I co dalej? Zostaliśmy zamknięci, na nie wiadomo jak długo. Ponumerowani w nadziei, że to tylko henna nie tatuaż na cale życie. Ale dlaczego tak miałoby być? Po co zdejmować okowy raz założone. Ba! Założone dobrowolnie przez skazańców, w dobrej wierze. Naiwnie współczujących i odpowiedzialnych za siebie swoich bliskich i dalszych. Odbywamy wszyscy wyrok za winę kilku.

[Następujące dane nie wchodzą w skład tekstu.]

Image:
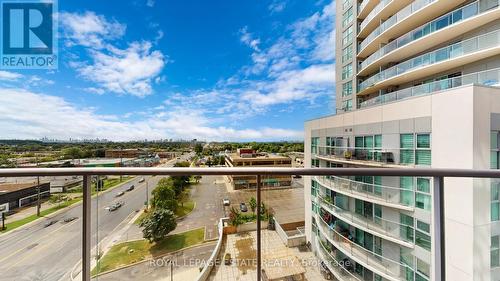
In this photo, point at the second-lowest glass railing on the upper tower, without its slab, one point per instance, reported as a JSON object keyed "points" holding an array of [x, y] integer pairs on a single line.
{"points": [[466, 47]]}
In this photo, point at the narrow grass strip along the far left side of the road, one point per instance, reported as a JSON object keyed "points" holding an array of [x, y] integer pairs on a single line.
{"points": [[108, 185]]}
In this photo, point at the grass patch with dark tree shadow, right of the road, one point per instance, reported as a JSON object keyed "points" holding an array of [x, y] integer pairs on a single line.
{"points": [[127, 253]]}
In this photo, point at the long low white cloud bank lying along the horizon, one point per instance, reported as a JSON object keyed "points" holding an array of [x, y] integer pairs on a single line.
{"points": [[53, 116]]}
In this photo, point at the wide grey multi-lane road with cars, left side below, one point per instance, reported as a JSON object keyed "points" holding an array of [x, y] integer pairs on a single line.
{"points": [[50, 253]]}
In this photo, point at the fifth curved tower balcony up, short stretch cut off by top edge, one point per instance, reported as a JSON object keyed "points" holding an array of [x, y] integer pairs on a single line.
{"points": [[383, 10]]}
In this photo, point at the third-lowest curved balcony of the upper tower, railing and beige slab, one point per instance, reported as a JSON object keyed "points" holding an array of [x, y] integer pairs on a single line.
{"points": [[442, 29]]}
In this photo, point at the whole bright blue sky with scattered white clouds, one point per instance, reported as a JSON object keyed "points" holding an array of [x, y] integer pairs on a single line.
{"points": [[152, 69]]}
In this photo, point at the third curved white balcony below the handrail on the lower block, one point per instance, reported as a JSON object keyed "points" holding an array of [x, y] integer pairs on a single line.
{"points": [[379, 264]]}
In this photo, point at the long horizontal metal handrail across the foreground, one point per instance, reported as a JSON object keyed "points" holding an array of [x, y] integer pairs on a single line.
{"points": [[388, 172]]}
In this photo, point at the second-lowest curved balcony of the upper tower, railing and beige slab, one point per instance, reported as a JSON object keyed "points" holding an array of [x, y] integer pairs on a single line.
{"points": [[449, 57]]}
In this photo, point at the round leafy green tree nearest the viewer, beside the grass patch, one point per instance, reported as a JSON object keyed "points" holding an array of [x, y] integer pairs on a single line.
{"points": [[158, 225]]}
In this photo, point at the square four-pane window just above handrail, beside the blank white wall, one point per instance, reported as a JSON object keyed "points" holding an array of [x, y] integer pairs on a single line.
{"points": [[419, 154]]}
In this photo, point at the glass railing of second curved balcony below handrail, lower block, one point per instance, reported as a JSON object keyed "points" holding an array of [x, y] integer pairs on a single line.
{"points": [[377, 224]]}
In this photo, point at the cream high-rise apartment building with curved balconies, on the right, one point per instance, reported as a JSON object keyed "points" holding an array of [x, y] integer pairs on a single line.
{"points": [[417, 86]]}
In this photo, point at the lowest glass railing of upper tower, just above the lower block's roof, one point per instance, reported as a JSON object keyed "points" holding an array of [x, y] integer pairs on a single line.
{"points": [[486, 78]]}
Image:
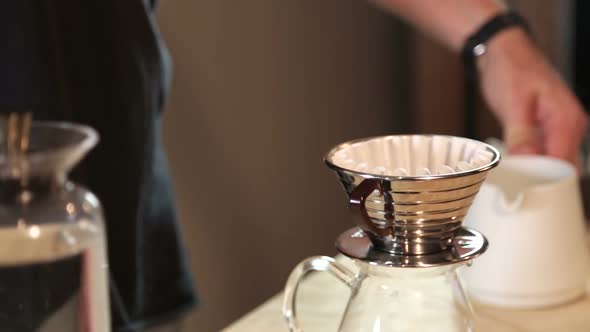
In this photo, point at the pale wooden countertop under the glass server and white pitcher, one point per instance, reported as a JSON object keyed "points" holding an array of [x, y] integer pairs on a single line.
{"points": [[322, 299]]}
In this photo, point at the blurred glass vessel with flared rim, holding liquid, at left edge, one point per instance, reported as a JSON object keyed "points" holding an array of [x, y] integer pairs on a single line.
{"points": [[53, 267]]}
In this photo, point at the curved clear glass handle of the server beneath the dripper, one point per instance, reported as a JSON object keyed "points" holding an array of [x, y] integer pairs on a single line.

Zza krat okiennych ram, przykuci łańcuchami do telewizorów, smartfonów i tabletów, patrzymy bezradnie jak śmieją się nam w twarz ci, którzy żyją tylko dlatego, że łapczywie penetrują nasze dłonie, na których wciąż jeszcze jest karma. Ale jest jej coraz mniej. Czyja ręka zostanie zjedzona najpierw, kiedy ostatnie ziarno zostanie wyszarpane? Czyja dola mniej ważna będzie? Bo nie dla wszystkich dziś pogoda i nie dla wszystkich jutro chleb. A oni mogą teraz wszystko, dumny Narodzie, potomku zdobywców Moskwy i zwycięzców Grunwaldu, potomku powstańców, legionistów i zdobywców Monte Cassino.
Mogą wszystko, bo Ty na to pozwalasz. Dumny Naród zalękniony o okruchy codzienności, które już trzeba wymiatać spod komody, zamarł. I czeka… Dokąd to czekanie nas zaprowadzi? Do jeszcze większej nędzy. Nędzy, która będzie walutą wartości Twego życia. Już nie w domyśle, półsłówkiem, kiedy się wymsknie temu czy tamtemu aparatczykowi władzy. Ona będzie już oficjalnym kursem, po którym chodzić będzie żywot Twój i mój.
A im łańcuch krótszy (a krótszy będzie), tym bardziej aktualnym pytanie, które zadawali sobie nasi przodkowie. Nie wolno wychodzić kiedy zakłamuje się liczby zgonów, spowodowanych partactwem tych co skamleli o nasze głosy. Nie wolno wyjść, kiedy nowa rasa panów przechadza się po ulicach miasta, bo mogą i nikt im nic nie zrobi. Nie wolno wychodzić, kiedy ponownie planuje się marynowanie martwych płodów w ciałach naszych sióstr. Nie wolno wyjść w domu, kiedy na naszych oczach przygotowuje się fałszerstwo wyborów. Nie wolno!
A zatem kiedy będzie wolno? Czy będzie wolno? Czy naprawdę ktoś wierzy, że raz założone kajdany spadną same? Otóż nie. Kajdany trzeba zerwać, a do tego trzeba odwagi, aby zadać sobie pytanie, które zadawali sobie nasi przodkowie: umrzeć wolnym, czy żyć w niewoli?